D’un geste presque rageur, le technicien sortit un outil de petite taille d’un tiroir et le tendit à Heller qui le remercia fort courtoisement avant de repartir.

Ces ingénieurs de combat ! Heller sangla solidement ses sacs et entreprit d’escalader la paroi intérieure du hangar !

Maintenant je savais ce qu’il partait aux chevilles. On appelle cela des « pointes » mais, en fait, il s’agit de forets qui vibrent pendant un temps très bref, lorsqu’ils sont appuyés sur la roche ou tout autre matériau. L’Appareil les utilise pour grimper sur les immeubles, mais les ingénieurs, eux, s’en servent pour de véritables escalades en montagne. Heller avait quatre « pointes » à chaque botte.

Une au bout, une au talon, une à l’extérieur et une autre à l’intérieur de la cheville : on peut très facilement se transpercer la cheville avec ces trucs !

Il grimpait tranquillement. Aïe ! Il en avait aussi aux poignets ! Est-ce qu’il avait été équipé comme ça quand il avait escaladé l’Afyonkarahisar ? Non, certainement pas. Je m’en serais aperçu au cours de sa bagarre et ç’aurait été une violation du Code Spatial.

S’il les portait à présent, c’est parce qu’il travaillait. Il s’arrêta à cinq mètres du sol du hangar et mit en marche le foret à main. Ce qui me vrilla les dents.

Il découpa une carotte de trois centimètres de diamètre sur dix de long, un tout petit fragment de roc.

Il la porta à hauteur de ses yeux pour l’examiner attentivement. Le grain de la roche était nettement visible et il l’étudia longuement. Pour moi, tout semblait parfait !

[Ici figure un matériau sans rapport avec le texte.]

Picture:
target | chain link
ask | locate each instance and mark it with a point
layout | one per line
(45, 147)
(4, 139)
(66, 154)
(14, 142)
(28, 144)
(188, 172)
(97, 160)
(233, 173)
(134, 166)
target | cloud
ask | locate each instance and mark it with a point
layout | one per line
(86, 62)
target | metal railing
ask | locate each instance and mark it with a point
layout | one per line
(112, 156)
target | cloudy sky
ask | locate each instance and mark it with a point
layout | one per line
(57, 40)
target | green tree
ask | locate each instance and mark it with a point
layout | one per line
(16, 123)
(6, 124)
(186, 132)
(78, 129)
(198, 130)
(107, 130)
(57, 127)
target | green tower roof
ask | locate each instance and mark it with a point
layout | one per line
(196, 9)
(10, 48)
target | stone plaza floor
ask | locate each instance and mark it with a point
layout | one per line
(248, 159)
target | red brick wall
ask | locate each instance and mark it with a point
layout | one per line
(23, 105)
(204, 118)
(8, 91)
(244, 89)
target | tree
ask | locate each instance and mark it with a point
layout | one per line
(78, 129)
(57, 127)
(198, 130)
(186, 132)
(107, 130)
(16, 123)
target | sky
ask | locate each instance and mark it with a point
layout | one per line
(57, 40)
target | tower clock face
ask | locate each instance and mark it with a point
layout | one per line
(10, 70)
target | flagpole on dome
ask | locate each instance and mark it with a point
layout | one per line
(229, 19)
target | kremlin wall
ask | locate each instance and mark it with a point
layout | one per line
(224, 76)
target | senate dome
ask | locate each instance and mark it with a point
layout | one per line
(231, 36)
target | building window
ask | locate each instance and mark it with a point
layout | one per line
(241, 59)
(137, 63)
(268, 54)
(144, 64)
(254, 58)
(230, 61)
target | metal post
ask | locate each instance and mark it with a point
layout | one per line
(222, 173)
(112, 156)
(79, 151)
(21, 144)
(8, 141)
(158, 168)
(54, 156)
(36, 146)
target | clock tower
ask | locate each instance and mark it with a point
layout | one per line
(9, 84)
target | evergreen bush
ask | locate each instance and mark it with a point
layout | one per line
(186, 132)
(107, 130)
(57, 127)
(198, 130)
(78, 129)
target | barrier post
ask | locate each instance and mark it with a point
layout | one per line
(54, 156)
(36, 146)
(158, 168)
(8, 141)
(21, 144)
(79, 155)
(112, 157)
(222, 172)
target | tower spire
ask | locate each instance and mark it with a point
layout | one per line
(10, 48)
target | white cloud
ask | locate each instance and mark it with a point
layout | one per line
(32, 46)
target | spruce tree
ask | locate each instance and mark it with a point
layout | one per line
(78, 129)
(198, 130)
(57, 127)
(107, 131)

Il prit un petit marteau, cassa d’un coup léger l’extrémité du fragment de roche et le laissa tomber dans un sac. Ensuite, il sortit de son autre sac un bidon dont l’étiquette indiquait : « Colle à roc ». Les caractères étaient très grossiers.

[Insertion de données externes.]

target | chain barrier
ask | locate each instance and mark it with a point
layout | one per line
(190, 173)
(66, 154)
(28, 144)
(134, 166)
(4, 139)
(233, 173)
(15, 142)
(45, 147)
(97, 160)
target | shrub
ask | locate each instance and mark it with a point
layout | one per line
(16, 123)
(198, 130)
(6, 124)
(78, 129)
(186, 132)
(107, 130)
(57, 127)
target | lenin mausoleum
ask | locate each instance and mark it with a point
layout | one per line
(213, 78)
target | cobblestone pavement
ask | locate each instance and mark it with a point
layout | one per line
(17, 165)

Il déposa une grosse goutte de colle sur l’extrémité de la carotte et la remit en place dans le trou. Il tapota avec son marteau pour parfaire l’emboîtement et, l’instant d’après, nul n’aurait pu deviner qu’on avait prélevé un échantillon de roche à cet endroit.

Heller se déplaça d’un ou deux mètres sur sa gauche et répéta l’opération. Et il continua ainsi, de plus en plus rapidement, carotte après carotte !

Le problème, c’est que tout se passait bien tant qu’il était à cinq mètres du sol. Mais ensuite, il monta à quinze mètres de haut pour réitérer son opération et, chaque fois qu’il regardait vers le bas, j’éprouvais un horrible vertige !

Je fis avancer un peu la bande.

Heller était parvenu au plus haut de son escalade, juste au-dessous de l’illusion électronique qui donne à la base l’apparence d’une montagne. Et il disait quelque chose !

Je revins rapidement en arrière pour écouter.

— Mais pourquoi toutes les bases de l’Appareil sont-elles aussi puantes ? disait-il. Et puis, il n’y a pas que ça : pourquoi se croient-ils obligés de bloquer la circulation d’air ?

Ah, ah ! Je touchais au but.

Il commençait à se parler à lui-même. Un signe qui ne trompe pas !

Il alluma un petit chalumeau et le régla afin qu’il émette de la fumée. *

— Non, pas un brin d’air, dit-il après un instant. Par tous les Dieux, il faut que je trouve la commande de ce machin.

Je ne restai pas longtemps sur ce passage. Il regardait à cent mètres en contrebas. Je distinguai un ouvrier qui, de cette position, n’était guère plus gros qu’un petit caillou. J’en avais l’estomac retourné !

J’accélérai en me repérant au son. Je m’arrêtai, mais je n’entendis en fait qu’un fredonnement. Oui. C’était cette ballade idiote sur le Prince Caucalsia.